Debt consolidation guarantor loans

 
 

Finances are complicated at the best of times but when you’re juggling multiple credit card repayments, or if you’re stuck in a payday loan cycle, it can feel impossible to keep on top of everything. Missing repayments on loans can lead to penalties and negatively impact your credit rating, leading to a worse financial situation. Here’s where a guarantor loan for debt consolidation from UK Credit can help.

What is a debt consolidation loan?

Put simply, a debt consolidation loan is used to settle any outstanding debts. Instead of managing lots of different repayments, you’ll have just one monthly amount that you need to pay back. This can decrease your overall monthly repayments and the interest you’re paying, freeing up the money you need to pay off existing debts.

Typically, you would look to take out a debt consolidation loan if you have built up debt on multiple credit cards or high interest payments accrued through payday loans. Consolidating unsecured loans into a secured loan is not always possible or the best option – as this would mean that your property can be repossessed should you fail to meet the repayments. Importantly, UK Credit guarantor loans are unsecured, as you have the protection of a guarantor who can step in to make the repayments if, in the unlikely circumstance, you no longer can.

Benefits of a UK Credit guarantor loan for debt consolidation:

  • Consolidate existing debt into one monthly payment
  • Quick and easy to apply
  • Extended terms leading to lower repayments
  • Lower interest rates
  • Escape the payday loan and credit card cycle
  • Unsecured – your home is not at risk

What impact will it have on my credit rating?

Your credit score is determined by several factors including your repayment history, application searches, your debt, and how much credit you have available to you.

By paying off loans and ensuring you make your repayments on time every month, your credit rating will begin to improve.

When might debt consolidation be the right choice?

  • If you are making multiple repayments every month because you owe money on credit cards, store cards, finance deals or payday loans
  • If you are struggling to manage your debt and make minimum payments
  • If you need to decrease your monthly outgoings
  • If the debt consolidation loan amount covers the full amount that you owe to all creditors
  • If you are likely to take out short term loans in the future or build up your credit card debt again, debt consolidation isn’t a sensible option. You could find yourself in a far worse financial situation than you started with.

Getting the right guarantor loan for debt consolidation

  • How much do you need to borrow?

Add up your debt and any charges you need to pay off. Make sure you borrow enough to pay off all your creditors, or you might still end up with multiple repayments each month.

  • How quickly can you pay off the loan?

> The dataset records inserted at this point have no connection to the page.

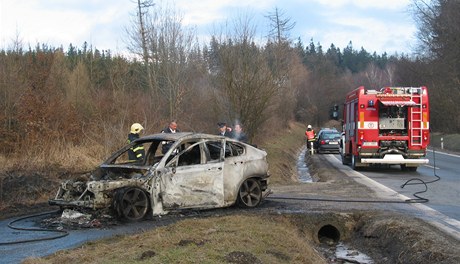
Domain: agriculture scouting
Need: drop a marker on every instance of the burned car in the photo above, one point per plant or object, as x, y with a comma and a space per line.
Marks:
197, 171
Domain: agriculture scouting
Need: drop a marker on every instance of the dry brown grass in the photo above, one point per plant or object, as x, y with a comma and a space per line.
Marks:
270, 239
283, 149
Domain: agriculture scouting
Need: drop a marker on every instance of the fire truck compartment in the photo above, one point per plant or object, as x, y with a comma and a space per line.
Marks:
392, 123
394, 159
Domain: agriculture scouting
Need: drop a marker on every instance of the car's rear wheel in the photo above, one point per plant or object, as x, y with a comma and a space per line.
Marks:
132, 203
250, 193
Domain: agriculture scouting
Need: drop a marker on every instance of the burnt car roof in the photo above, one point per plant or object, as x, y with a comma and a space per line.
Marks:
179, 135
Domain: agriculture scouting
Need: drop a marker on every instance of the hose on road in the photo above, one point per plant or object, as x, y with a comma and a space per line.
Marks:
62, 233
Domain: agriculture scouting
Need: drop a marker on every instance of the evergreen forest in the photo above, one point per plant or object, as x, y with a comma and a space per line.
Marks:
76, 103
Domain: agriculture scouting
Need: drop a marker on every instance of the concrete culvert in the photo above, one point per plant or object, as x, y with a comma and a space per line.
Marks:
328, 234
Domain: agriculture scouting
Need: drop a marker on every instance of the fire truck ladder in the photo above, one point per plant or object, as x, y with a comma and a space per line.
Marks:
416, 117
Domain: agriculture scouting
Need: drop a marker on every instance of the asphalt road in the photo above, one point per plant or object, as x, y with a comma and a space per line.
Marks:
443, 194
442, 210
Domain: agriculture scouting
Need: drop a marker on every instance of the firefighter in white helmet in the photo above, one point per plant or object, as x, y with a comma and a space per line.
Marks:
310, 134
137, 152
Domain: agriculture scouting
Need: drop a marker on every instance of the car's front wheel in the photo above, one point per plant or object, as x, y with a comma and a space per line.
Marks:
250, 193
131, 203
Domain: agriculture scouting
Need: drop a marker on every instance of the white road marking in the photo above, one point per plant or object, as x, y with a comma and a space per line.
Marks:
443, 153
431, 167
441, 221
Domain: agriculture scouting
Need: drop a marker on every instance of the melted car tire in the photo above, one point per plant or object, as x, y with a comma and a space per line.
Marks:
250, 193
131, 204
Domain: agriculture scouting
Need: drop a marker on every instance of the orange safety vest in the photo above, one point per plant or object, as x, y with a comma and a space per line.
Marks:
310, 134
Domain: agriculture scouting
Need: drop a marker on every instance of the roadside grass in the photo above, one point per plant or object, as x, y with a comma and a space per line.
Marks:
239, 238
282, 150
226, 239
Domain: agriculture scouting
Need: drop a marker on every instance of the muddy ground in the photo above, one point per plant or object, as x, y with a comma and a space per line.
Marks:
386, 236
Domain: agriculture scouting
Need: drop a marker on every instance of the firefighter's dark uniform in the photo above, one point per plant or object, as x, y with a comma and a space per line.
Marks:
136, 152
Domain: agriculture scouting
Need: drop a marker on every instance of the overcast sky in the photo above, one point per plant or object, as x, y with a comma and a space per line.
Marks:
376, 25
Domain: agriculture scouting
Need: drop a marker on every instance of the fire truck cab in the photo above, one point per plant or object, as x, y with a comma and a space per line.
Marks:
388, 126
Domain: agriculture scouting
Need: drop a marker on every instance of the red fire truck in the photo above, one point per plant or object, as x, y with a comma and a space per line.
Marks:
389, 126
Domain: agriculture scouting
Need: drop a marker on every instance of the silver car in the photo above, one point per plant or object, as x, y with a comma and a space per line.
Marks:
198, 171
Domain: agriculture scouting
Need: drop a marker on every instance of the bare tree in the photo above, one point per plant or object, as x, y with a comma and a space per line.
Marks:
166, 47
244, 83
138, 38
279, 26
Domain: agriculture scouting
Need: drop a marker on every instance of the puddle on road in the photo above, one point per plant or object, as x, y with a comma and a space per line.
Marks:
344, 253
337, 251
302, 168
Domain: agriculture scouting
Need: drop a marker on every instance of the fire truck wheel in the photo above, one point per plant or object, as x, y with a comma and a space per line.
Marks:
344, 159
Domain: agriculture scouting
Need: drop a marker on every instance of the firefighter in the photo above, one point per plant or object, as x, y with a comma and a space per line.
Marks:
311, 135
136, 153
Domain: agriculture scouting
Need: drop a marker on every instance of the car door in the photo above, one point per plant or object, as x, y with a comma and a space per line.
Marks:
191, 181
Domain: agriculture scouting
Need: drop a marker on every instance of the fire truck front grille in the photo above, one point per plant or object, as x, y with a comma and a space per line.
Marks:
400, 144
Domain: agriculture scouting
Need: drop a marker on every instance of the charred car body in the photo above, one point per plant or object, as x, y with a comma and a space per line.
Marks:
198, 171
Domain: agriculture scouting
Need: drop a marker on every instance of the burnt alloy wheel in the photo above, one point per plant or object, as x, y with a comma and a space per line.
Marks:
132, 204
250, 193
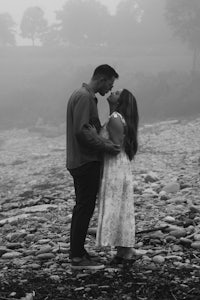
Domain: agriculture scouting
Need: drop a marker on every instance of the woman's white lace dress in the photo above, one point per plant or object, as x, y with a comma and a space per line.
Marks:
116, 219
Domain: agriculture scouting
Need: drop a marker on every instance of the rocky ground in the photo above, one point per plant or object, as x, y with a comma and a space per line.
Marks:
35, 211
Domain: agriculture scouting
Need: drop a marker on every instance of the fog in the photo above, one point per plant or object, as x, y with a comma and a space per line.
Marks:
153, 55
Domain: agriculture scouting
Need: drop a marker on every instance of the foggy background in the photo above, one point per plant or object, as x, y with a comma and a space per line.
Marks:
153, 45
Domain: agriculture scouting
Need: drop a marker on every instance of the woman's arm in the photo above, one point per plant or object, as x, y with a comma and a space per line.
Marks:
115, 129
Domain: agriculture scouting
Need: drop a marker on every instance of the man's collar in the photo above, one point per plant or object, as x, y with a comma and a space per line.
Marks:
85, 85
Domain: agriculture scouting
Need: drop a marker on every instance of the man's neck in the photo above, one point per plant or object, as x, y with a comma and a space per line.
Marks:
92, 86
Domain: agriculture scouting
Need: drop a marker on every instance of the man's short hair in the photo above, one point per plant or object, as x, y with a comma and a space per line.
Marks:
106, 71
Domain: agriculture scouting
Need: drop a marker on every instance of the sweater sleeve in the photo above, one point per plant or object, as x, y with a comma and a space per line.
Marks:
81, 129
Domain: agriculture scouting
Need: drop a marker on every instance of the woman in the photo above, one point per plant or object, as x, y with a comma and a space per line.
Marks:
116, 220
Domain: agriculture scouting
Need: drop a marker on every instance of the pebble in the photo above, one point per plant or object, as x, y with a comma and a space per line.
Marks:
196, 245
11, 255
158, 259
172, 187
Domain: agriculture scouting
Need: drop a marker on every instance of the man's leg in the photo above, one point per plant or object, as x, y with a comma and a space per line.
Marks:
86, 184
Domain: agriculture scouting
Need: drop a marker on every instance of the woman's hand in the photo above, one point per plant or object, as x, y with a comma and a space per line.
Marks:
92, 129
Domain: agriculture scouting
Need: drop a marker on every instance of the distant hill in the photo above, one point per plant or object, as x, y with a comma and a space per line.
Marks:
36, 82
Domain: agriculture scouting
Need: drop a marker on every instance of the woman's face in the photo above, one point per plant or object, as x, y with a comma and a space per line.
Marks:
114, 97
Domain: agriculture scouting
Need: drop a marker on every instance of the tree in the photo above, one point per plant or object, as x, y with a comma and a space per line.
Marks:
7, 32
33, 24
83, 22
184, 18
52, 36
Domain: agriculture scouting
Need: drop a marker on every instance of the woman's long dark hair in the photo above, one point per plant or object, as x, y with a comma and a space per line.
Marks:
127, 107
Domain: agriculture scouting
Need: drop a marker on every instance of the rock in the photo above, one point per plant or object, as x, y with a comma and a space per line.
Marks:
44, 249
151, 177
172, 187
185, 241
178, 233
3, 250
14, 245
163, 195
158, 259
44, 256
194, 209
197, 237
196, 245
13, 220
11, 255
169, 219
170, 239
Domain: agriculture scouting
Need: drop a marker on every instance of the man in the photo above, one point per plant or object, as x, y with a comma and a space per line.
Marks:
84, 151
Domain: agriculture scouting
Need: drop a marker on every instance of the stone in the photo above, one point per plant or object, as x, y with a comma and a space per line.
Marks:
169, 219
196, 245
172, 187
197, 237
11, 255
44, 249
158, 259
151, 177
45, 256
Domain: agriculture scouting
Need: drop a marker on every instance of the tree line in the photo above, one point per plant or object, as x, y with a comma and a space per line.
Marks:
88, 23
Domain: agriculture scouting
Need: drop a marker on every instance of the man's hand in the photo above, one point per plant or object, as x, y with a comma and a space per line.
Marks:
112, 148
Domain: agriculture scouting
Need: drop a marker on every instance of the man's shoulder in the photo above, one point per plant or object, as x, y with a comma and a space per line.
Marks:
82, 91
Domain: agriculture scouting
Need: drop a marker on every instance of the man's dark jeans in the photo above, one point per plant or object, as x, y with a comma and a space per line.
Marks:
86, 185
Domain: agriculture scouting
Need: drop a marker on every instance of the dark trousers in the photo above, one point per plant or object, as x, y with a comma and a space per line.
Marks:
86, 185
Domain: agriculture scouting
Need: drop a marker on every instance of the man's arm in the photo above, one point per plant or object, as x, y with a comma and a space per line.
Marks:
82, 129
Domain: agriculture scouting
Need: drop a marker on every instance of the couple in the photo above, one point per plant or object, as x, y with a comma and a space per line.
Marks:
98, 158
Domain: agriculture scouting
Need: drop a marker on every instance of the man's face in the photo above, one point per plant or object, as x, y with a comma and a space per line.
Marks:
106, 85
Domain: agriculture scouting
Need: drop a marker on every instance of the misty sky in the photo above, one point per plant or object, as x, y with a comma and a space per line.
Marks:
17, 7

Your monthly repayments will be less if you borrow for a longer term, but the quicker you can pay off the loan, the less you’ll end up paying overall. It’s about finding the right balance to make the payments manageable and minimise how much you’ll end up repaying.

Our guarantor loan calculator is a great way of testing out the different loan terms to see what your monthly repayment would be and how much you’d need to pay back overall.

How to apply

  1. Find a guarantor

Once you’ve worked out how much you need to borrow and how quickly you can afford to repay it, you’ll need a guarantor with a good credit rating who is willing to co-sign the agreement. Check whether they’re renting or if they own their home as you’ll need this information before you apply.

  1. Apply direct with UK Credit

We keep our process as simple as we can but we need to make sure you and your guarantor are suitable for a guarantor loan so there are affordability checks we need to carry out. We don’t want our customers to end up in financial difficulty and only approve loans if we are confident that the repayments are affordable for both the applicant and guarantor.

  1. Receive your funds

Once approved, we pay the funds to your guarantor who will transfer them to you. You can use the money for whatever you need it for, whether it’s your dream wedding or to fix that leaky roof.